6.3 Adding a volatile default (e.g. UUID, timestamps)
For defaults that require dynamic values (e.g. generate UUIDs, timestamps):
- Warn that:
- Setting such defaults on existing rows inside an atomic migration, for a
large table, can be very slow and lock-heavy.
Recommend:
- Add the column as nullable without default.
- Backfill in batches using a non-atomic migration or out-of-band job.
- Only then, if needed, add a default for new rows.
If a PR uses a volatile default in a way that will backfill a large table
inside an atomic migration, emit:
[BLOCKING] – and propose the batched, non-atomic backfill approach.
How This Skill Should Behave in Practice
When invoked, this Skill should:
- Gather the inputs listed above (branch, PR title/description, base branch,
migration/schema summary).
- Apply each checklist in order:
- Repo-local branch and PR conventions.
- WIP & base branch.
- PR description & self-review.
- Release/hotfix flow.
- Migrations.
- Downtime-safe schema changes.
- Emit:
- A short summary paragraph.
What’s aligned bullets.
Needs changes bullets with [BLOCKING], [SHOULD_FIX], [NIT].

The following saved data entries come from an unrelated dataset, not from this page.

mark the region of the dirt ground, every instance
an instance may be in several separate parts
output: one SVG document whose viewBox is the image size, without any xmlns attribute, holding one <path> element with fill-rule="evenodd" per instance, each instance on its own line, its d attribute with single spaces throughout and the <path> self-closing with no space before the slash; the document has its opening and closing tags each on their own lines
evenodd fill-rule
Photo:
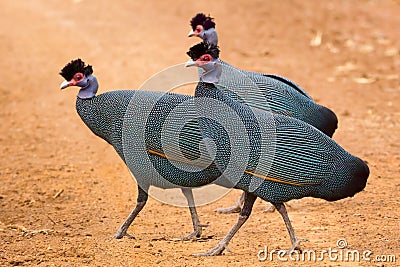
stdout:
<svg viewBox="0 0 400 267">
<path fill-rule="evenodd" d="M 339 117 L 334 139 L 369 164 L 366 189 L 329 203 L 291 202 L 303 248 L 372 251 L 371 262 L 259 261 L 259 250 L 289 248 L 278 213 L 257 200 L 232 252 L 193 257 L 215 246 L 237 219 L 198 208 L 210 226 L 198 241 L 188 209 L 149 199 L 130 228 L 112 239 L 136 203 L 136 185 L 112 147 L 75 111 L 77 90 L 61 92 L 60 69 L 81 57 L 94 66 L 100 93 L 138 88 L 183 63 L 197 12 L 216 18 L 221 58 L 242 69 L 286 76 Z M 1 266 L 399 266 L 400 2 L 287 1 L 1 1 Z M 321 37 L 321 38 L 319 38 Z M 194 87 L 193 87 L 194 91 Z M 379 261 L 396 257 L 395 263 Z M 379 257 L 383 256 L 383 257 Z M 393 259 L 393 258 L 392 258 Z M 393 261 L 393 260 L 392 260 Z"/>
</svg>

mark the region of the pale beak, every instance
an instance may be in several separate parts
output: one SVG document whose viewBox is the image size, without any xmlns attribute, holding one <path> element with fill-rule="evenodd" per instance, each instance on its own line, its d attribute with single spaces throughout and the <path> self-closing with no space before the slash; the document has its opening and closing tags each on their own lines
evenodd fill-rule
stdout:
<svg viewBox="0 0 400 267">
<path fill-rule="evenodd" d="M 189 59 L 188 61 L 186 61 L 185 63 L 185 67 L 193 67 L 196 66 L 196 61 L 193 61 L 191 59 Z"/>
<path fill-rule="evenodd" d="M 60 89 L 62 90 L 62 89 L 65 89 L 65 88 L 67 88 L 68 86 L 71 86 L 71 83 L 69 82 L 69 81 L 63 81 L 61 84 L 60 84 Z"/>
<path fill-rule="evenodd" d="M 194 31 L 193 31 L 193 29 L 190 30 L 190 32 L 189 32 L 189 34 L 188 34 L 188 37 L 192 37 L 192 36 L 194 36 Z"/>
</svg>

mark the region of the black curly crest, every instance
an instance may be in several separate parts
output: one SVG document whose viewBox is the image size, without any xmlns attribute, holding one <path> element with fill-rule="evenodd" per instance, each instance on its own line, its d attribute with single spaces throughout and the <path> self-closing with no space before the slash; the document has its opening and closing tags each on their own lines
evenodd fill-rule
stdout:
<svg viewBox="0 0 400 267">
<path fill-rule="evenodd" d="M 86 66 L 85 62 L 78 58 L 65 65 L 61 70 L 60 75 L 63 76 L 65 80 L 69 81 L 78 72 L 83 73 L 85 76 L 89 76 L 93 73 L 93 68 L 90 65 Z"/>
<path fill-rule="evenodd" d="M 201 42 L 192 46 L 186 54 L 195 61 L 204 54 L 210 54 L 214 59 L 216 59 L 219 57 L 219 48 L 218 46 L 210 46 L 205 42 Z"/>
<path fill-rule="evenodd" d="M 202 25 L 204 30 L 208 30 L 210 28 L 215 28 L 214 18 L 210 16 L 206 16 L 203 13 L 198 13 L 190 20 L 190 26 L 195 30 L 197 25 Z"/>
</svg>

- Be direct and pedantic but constructive:
- Treat automation, traceability, and downtime-safety as hard
requirements, not nice-to-haves.
- Always provide specific, actionable corrections rather than vague
guidance.
- When rules are missing from the repo harness, call that out explicitly as
a documentation/tooling problem, not just a one-off nit.
Compatibility Notes
This Skill is designed to work with both Claude Code and OpenAI Codex.
- Claude Code: install the corresponding plugin and use its slash commands (see
plugins/backend-pr-workflow/commands/).
- Codex: install the Skill directory and invoke
name: backend-pr-workflow.
For installation, see this repo's README.md.